Genet's theatre, the editors of Jean Genet: Performance and Politics argue, stages an interrogation and deconstruction of "the value and status of the theatrical frame itself." Postmodern performance, though, provides the most appropriate frame of reference for understanding it, they suggest. They observe that, in common with his other late dramas, The Blacks (1959) and The Screens (1964), The Balconys exploration of explosive political issues appears to contradict its author's calls for a "non-historical, mythical stage." They interpret The Balcony as an examination of "how revolutions are appropriated through mass-media manipulation." Taking their cue from Genet's note on the play from 1960, they conclude that Genet felt that "conventional political theatre too often indulges the spectator by depicting the revolution as having already happened. Instead of encouraging the audience to change the world, it acts as a safety valve, and thus works to support the status quo." His is a form of political theatre that is "neither didactic nor based on realism"; instead, it fuses the metaphysical or sacred and the political and constitutes the most successful articulation to date of "post-modernist performance and Brechtian critical theatre." It "shows us that performance is not divorced from reality," they suggest, but rather that it is "productive of reality."

==Adaptations==
In November 1961, Genet met the American film director Joseph Strick, with whom he agreed to a cinematic adaption of the play. The film version of The Balcony was released in 1963, directed by Strick. It starred Shelley Winters, Peter Falk, Lee Grant and Leonard Nimoy. The film garnered nominations for George J. Folsey for an Academy Award for Best Cinematography and for Ben Maddow for a Writers Guild of America Award.
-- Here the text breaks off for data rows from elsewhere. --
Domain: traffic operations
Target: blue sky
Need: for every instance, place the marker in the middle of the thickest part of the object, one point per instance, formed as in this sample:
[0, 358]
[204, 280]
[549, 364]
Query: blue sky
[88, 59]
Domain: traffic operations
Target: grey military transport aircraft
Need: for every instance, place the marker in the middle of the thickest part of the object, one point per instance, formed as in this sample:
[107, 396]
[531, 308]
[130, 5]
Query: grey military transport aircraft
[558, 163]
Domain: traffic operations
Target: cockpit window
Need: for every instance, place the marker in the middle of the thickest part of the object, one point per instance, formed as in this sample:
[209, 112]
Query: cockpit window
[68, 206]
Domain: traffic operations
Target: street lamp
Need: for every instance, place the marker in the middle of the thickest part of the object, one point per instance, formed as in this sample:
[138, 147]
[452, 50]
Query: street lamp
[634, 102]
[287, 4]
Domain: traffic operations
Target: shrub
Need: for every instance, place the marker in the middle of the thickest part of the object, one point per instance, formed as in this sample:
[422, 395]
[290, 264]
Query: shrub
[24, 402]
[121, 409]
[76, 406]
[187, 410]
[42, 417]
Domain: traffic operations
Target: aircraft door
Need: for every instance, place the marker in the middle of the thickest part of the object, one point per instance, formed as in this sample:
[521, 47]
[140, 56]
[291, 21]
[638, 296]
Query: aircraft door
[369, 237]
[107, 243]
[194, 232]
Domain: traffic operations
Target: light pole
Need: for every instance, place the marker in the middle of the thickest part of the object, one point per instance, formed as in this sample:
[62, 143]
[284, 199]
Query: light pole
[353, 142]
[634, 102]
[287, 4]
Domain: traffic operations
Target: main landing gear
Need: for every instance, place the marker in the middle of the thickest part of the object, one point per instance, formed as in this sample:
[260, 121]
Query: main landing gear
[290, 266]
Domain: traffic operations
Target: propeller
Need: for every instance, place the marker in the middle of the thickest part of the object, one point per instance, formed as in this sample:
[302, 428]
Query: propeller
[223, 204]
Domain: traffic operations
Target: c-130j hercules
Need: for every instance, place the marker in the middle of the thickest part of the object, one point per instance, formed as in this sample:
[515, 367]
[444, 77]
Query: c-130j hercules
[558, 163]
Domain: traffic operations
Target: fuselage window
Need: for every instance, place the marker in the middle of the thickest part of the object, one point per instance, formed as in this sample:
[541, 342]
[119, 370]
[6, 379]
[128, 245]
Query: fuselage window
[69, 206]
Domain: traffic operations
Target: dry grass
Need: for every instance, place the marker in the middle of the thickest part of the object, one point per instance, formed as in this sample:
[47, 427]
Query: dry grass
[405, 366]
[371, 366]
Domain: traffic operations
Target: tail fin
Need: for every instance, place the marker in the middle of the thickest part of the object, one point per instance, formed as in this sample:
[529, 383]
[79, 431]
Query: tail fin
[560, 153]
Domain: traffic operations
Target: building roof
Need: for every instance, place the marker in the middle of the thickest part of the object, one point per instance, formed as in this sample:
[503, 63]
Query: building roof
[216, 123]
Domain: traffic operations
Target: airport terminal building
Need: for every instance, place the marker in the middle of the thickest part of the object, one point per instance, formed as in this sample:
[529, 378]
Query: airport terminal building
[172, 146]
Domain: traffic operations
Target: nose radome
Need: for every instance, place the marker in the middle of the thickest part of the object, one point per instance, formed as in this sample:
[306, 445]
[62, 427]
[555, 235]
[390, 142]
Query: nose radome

Robert DiDomenica composed an operatic version of the play in 1972, though it did not receive its première until Sarah Caldwell of the Opera Company of Boston produced it in 1990. Having seen the New York production of the play in 1960, DiDomenica based his libretto on Bernard Frechtman's revised translation of 1966, though he did not acquire the rights to do so until shortly before Genet's death, in 1986. A reviewer for The New York Times found the production "a wonderfully intelligent construct, overlaid with a lyrical and dramatic sensibility that makes searing emotional contact at many crucial points." Mignon Dunn played Irma and Susan Larson played Carmen.

In 2001/02, the Hungarian composer Peter Eötvös created an opera based on the French version of the play. It was staged for the first time at the Festival d'Aix en Provence on 5 July 2002. It was produced again in 2014 at the Théâtre de l'Athénée, in Paris by the orchestra le balcon.